Attualità

Cannes, Irlanda, Podemos

In questa rubrica continuo ad aggiungere appunti a dossiers già imbastiti, commentando l’arrivo di nuove circostanze. Per quanto riguarda il festival di Cannes, è da commentare il verdetto incredibile della giuria, che sembra aver voluto penalizzare e umiliare di proposito la partecipazione italiana. Si poteva anche evitare di dare il riconoscimento di miglior film sia a “Mia madre” di Moretti, in quanto già premiato in precedenza, sia a “Youth” di Sorrentino, in quanto appena premiato con l’Oscar. Ma in questi casi dovrebbe scattare un meccanismo di fair play, per cui un qualche riconoscimento, a una partecipazione oggettivamente importante come la nostra, andrebbe dato, questa almeno è una consuetudine seguita quasi sempre dai vari festival. E quale opportunità migliore se non dare il premio di miglior attore o attrice a Michael Caine o a Margherita Buy? Non averlo fatto, si spiega solo con un accanimento, con una villania compiuti di proposito. E dunque, male ha fatto il ministro Franceschini ad assistere alla premiazione. Se avvisato per tempo, avrebbe dovuto cancellare la sua presenza, o se invece sorpreso dal verdetto, avrebbe dovuto andarsene con gesto volutamente plateale. In fondo, egli doveva tutelare anche gli interessi economici della cinematografia italiana. In compenso, sarà molto difficile vedere sugli schermi normali i film premiati, il circuito commerciale li respingerà come indigesti.
L’altra notizia del giorno è l’esito del referendum che nella cattolica Irlanda ha accolto il matrimonio delle coppie gay. Io ritengo che situazioni del genere debbano essere riconosciute con la modalità delle unioni civili, assicurando alle coppie che si presentino davanti a un funzionario ufficiale una sostanziale parità di diritti rispetto ai coniugi tradizionali, e cioè, diritto di eredità, reversibilità delle pensioni, trattamento sanitario per entrambi, e così via. Ma non matrimonio, dato che nella parola stessa è implicito un connotato fisiologico insopprimibile, aggravato se poi si pensa alla definizione di “seminarium gentium”, il che implica pure che chi rinuncia in partenza all’applicabilità di questa clausola dovrebbe parimenti rinunciare alla pretesa di avere figli per via adottiva. In fondo, chi partecipa a una situazione di omosessualità non si può dire affetto da una qualche forma di malattia, sarebbe accedere all’interpretazione senza dubbio filistea dei “normali” che vedono in questa condotta una sorta di perversione. E dunque, si tratta di libera scelta, a livello psicologico-esistenziale, non dettata da qualche malformazione o sterilità, e dunque, perché pretendere di avere figli? E come una comunità potrebbe affidarli, come potrebbe evitare il timore che una coppia, convinta della sua scelta omosessuale, si senta quasi in diritto di educare a una simile opzione anche la prole? Il che potrebbe avvenire pure in via subliminale, non voluta. Una volta tanto, mi sono trovato d’accordo con un articolo sul “Corriere” di Pietro Citati, che ricordava quanto la dichiarazione di omosessualità risponda a un atto d’orgoglio, di assunzione di una volontaria diversità. E dunque, perché degradare un simile atto nelle sue prerogative cercando di simulare una condizione di paternità? Naturalmente, ammissibile, questa, se uno dei partner nella sua esistenza precedente avesse procreato.

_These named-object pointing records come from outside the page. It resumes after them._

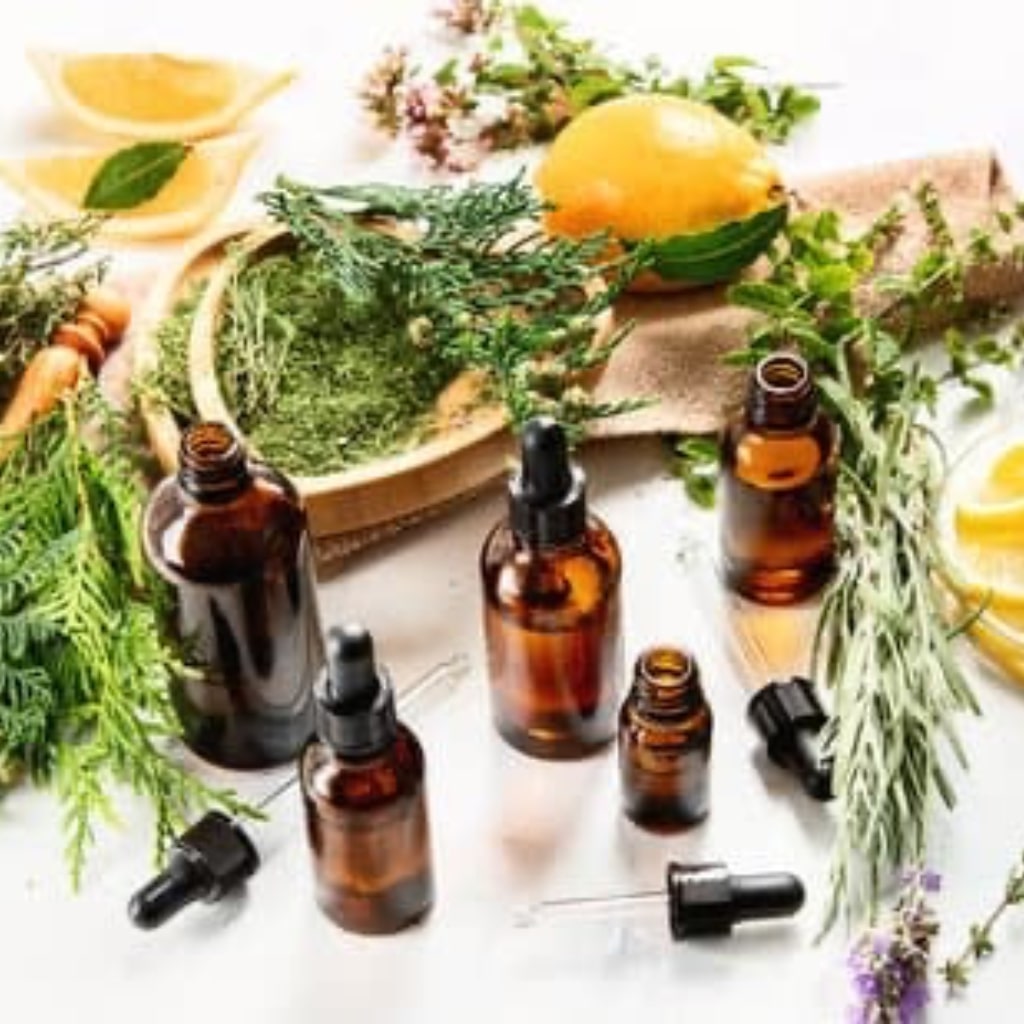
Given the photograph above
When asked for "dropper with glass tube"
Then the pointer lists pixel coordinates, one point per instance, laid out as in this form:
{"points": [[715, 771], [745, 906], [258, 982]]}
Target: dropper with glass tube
{"points": [[216, 855]]}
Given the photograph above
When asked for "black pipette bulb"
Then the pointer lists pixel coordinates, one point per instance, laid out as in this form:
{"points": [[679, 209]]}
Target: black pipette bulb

La pronuncia irlandese a favore dei matrimoni gay è certamente dovuta ai giovani elettori, pronti a votare contro tutto ciò che abbia il sapore di provenire dalla società dei padri, degli anziani, considerata punitiva nei loro confronti. Sono gli stessi giovani che in Spagna hanno alimentato il voto della lista “Podemos”, e che anche da noi ingrossano le file dei Cinque stelle, con l’effetto di non schiodarsi dal più del 20% di cui continuano a godere nei sondaggi. Purtroppo simili esiti elettorali, non in quello irlandese perché là si è trattato di votare secco per un unico quesito, si rivelano poi impotenti, “possono” sì, nella cabina elettorale, ma poi alla lunga risultano inconcludenti. Però i partiti ufficiali devono prendere atto dell’esistenza di questa grossa spina al fianco, e ritengo che debbano reagire non già irrigidendosi, o restringendo i loro statuti, bensì allargandoli. Ci vogliono insomma partiti liquidi, aperti, il modello statunitense è quello che risulta al giorno d’oggi il più efficiente. Insomma, l’unica è di cercare di riprendere e di inglobare queste masse di giovani legittimamente protestatari, che colgono a volo ogni occasione per opporsi, anche se poi non riescono a portare a casa nessun esito positivo.